Most recurring expenses, like rent and utility bills, come monthly. And most people need income flowing in each month to help cover these regular costs.
While dividend-paying stocks can supply passive income, the majority of companies that pay dividends do so quarterly. However, some pay monthly dividends. LTC Properties (LTC 0.06%), AGNC Investment (AGNC 0.51%), and EPR Properties (EPR 0.07%) stand out to a few Fool.com contributors for their attractive payouts. They pay monthly dividends with well above average yields. That makes them great for those seeing regular passive income.
This healthcare REIT hasn’t missed a monthly payout in decades
Marc Rapport (LTC Properties): LTC Properties is a real estate investment trust (REIT) that has produced a reliable record of dividend income in a growing business based on a reliably aging population.
The company currently has a portfolio of 213 properties operated by 29 different partners in 29 states, roughly split evenly between senior housing and skilled nursing properties.
The need for such long-term options puts this healthcare stock in a good position to continue building on a record of nonstop monthly dividend payments dating back nearly 20 years, including not missing or reducing a payment during the pandemic, when its tenants were particularly hard hit. The agility it showed by selling assets and changing operators points to management’s continued ability to respond to the challenges and opportunities it will face next.
Meanwhile, the payout has been $0.19 per share since late 2016, which month after month has produced a yield of generally between about 4% and the current 7% over those seven years.
While it would be nice to see more dividend growth in its immediate past, a payout ratio of only 65% based on cash flow, a growing portfolio and a solid balance sheet points to that possibility, should management decide to do that.
In the meantime, LTC Properties is a good choice for retirees and other income investors looking for a reliable source of passive income from real estate.
The clouds are parting for the mortgage REITs
Brent Nyitray (AGNC Investment): AGNC Investment is a mortgage REIT that invests primarily in mortgage-backed securities guaranteed by the U.S. government. If you recently bought a home using a loan guaranteed by Fannie Mae or Freddie Mac, it probably ended up in a mortgage-backed security similar to the ones held by AGNC Investment. These loans have no credit risk, which means that even if the borrower defaults on the mortgage, AGNC Investment still gets its principal and interest payments on time and in full.
The past 18 months have been awful for the mortgage industry as the Federal Reserve has raised interest rates to defeat inflation. As rates increase, the value of mortgage-backed securities fall, and this has been the story for mortgage REITs. These REITs do hedge against interest-rate risk, but mortgage-backed securities have fallen in value more than REITs made on their hedges, which is why most mortgage REITs have seen declines in book value per share and have been forced to cut their dividends.

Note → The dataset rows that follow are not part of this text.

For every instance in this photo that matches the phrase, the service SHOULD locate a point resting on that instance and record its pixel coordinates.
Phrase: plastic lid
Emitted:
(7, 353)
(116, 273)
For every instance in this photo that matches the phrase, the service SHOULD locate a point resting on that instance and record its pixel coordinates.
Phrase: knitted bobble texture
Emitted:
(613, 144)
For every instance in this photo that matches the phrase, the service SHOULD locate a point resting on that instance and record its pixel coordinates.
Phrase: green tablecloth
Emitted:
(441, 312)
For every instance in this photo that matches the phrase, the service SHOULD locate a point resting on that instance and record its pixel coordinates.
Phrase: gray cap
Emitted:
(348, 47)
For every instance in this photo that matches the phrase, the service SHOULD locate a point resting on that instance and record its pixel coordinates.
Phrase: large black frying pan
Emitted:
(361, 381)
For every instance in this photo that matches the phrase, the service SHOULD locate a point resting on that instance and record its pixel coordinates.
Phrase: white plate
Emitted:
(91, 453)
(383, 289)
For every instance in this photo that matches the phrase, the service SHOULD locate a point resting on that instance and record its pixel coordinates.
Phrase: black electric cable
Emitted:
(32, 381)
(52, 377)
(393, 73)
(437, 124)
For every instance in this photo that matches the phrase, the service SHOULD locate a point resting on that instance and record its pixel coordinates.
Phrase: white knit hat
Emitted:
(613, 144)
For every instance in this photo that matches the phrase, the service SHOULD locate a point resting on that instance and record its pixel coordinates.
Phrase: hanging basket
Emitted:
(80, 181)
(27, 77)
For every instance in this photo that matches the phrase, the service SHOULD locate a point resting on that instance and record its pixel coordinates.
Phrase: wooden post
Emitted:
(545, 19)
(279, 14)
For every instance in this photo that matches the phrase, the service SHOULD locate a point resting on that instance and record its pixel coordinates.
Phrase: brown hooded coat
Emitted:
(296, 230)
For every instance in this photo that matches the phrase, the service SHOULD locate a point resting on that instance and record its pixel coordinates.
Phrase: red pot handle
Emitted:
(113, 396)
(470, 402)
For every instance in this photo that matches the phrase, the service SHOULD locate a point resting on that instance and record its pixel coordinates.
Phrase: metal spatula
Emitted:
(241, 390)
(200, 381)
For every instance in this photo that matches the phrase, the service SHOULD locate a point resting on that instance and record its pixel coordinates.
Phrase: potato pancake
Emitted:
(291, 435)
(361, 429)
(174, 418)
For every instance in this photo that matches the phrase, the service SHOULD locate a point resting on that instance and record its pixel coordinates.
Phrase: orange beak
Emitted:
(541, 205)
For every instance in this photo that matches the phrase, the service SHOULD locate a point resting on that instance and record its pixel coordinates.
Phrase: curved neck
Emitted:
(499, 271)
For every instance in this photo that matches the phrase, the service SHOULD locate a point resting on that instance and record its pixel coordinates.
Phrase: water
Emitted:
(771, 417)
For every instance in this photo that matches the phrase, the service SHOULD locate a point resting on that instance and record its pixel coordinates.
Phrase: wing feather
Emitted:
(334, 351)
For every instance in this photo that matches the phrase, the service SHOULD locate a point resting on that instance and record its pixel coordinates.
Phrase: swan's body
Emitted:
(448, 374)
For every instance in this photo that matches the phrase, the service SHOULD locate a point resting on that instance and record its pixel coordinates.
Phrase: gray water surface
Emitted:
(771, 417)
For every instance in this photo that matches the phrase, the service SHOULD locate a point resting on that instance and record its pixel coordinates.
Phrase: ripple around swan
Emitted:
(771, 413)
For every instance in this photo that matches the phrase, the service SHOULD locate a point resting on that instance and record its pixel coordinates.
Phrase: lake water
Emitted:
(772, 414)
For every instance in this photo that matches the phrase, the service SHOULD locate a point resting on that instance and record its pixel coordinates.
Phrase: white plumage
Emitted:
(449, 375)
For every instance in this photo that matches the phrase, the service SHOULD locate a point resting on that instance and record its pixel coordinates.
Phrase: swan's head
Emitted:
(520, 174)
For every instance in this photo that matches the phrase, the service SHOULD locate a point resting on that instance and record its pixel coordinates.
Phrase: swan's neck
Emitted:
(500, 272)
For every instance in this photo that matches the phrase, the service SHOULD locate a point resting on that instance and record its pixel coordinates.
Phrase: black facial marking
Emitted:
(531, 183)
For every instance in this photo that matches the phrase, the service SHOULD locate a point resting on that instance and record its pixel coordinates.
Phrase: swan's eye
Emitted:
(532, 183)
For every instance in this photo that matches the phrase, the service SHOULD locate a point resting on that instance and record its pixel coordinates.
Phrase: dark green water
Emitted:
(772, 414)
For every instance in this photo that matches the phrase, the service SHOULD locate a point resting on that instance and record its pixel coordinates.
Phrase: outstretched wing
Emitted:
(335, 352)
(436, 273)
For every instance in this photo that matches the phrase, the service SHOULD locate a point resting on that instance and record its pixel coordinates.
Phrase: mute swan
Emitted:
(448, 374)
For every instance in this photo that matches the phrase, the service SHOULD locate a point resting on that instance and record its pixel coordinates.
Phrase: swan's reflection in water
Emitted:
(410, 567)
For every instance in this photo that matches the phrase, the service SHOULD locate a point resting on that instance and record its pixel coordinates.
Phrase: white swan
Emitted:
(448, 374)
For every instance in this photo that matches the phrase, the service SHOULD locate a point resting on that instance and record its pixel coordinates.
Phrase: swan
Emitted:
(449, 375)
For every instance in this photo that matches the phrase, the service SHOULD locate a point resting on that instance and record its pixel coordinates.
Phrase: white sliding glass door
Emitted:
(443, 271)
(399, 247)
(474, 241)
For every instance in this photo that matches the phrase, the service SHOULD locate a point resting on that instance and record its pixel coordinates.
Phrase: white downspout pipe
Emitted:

The underperformance has been a function of increased interest-rate volatility because of the Fed’s rate increases. The Fed appears to be at the end of its cycle, and this underperformance should reverse. AGNC Investment pays a monthly dividend of $0.12 per share, which gives the company a dividend yield of 14.8%. On the second-quarter earnings conference call, AGNC Investment’s president and CEO, Peter Federico, said the company sees mid- to high-teens returns on its investment portfolio, which means the dividend should be sustainable. Investors looking for income and believe the U.S. economy is entering into a slowdown will probably find AGNC Investment attractive.
A blockbuster dividend
Matt DiLallo (EPR Properties): EPR Properties owns a growing collection of experiential real estate, such as theaters, eat-and-play venues, and attractions that it leases back to operating companies. Those contracts supply it with fairly predictable rental income. It returns a majority of that cash flow to investors via a monthly dividend that currently yields 7.4%.
Some of the REIT’s tenants, particularly in the theater industry, faced financial troubles because of the pandemic. However, it has worked with them by deferring rent and restructuring leases. With the sector now on the mend, driven by recent blockbuster releases, its tenants are in a much better position to pay rent, including deferred amounts.
Meanwhile, EPR Properties continues to grow and diversify its portfolio by acquiring and developing additional experiential real estate. The company has spent nearly $100 million this year to acquire a fitness and wellness property and on build-to-suit development and redevelopment projects. That has it nearly halfway to the low end of its goal to complete $200 million to $300 million of investment spending this year. It has already lined up $224 million of additional experiential development and redevelopment projects it expects to fund over the next two years. Thanks to its post-dividend free cash flows and strong liquidity, the company has plenty of financial capacity to support this investment level.
Future investments will help grow EPR’s rental income, putting its dividend on an even more sustainable level. That growth could also eventually enable the REIT to increase its already high-yielding dividend.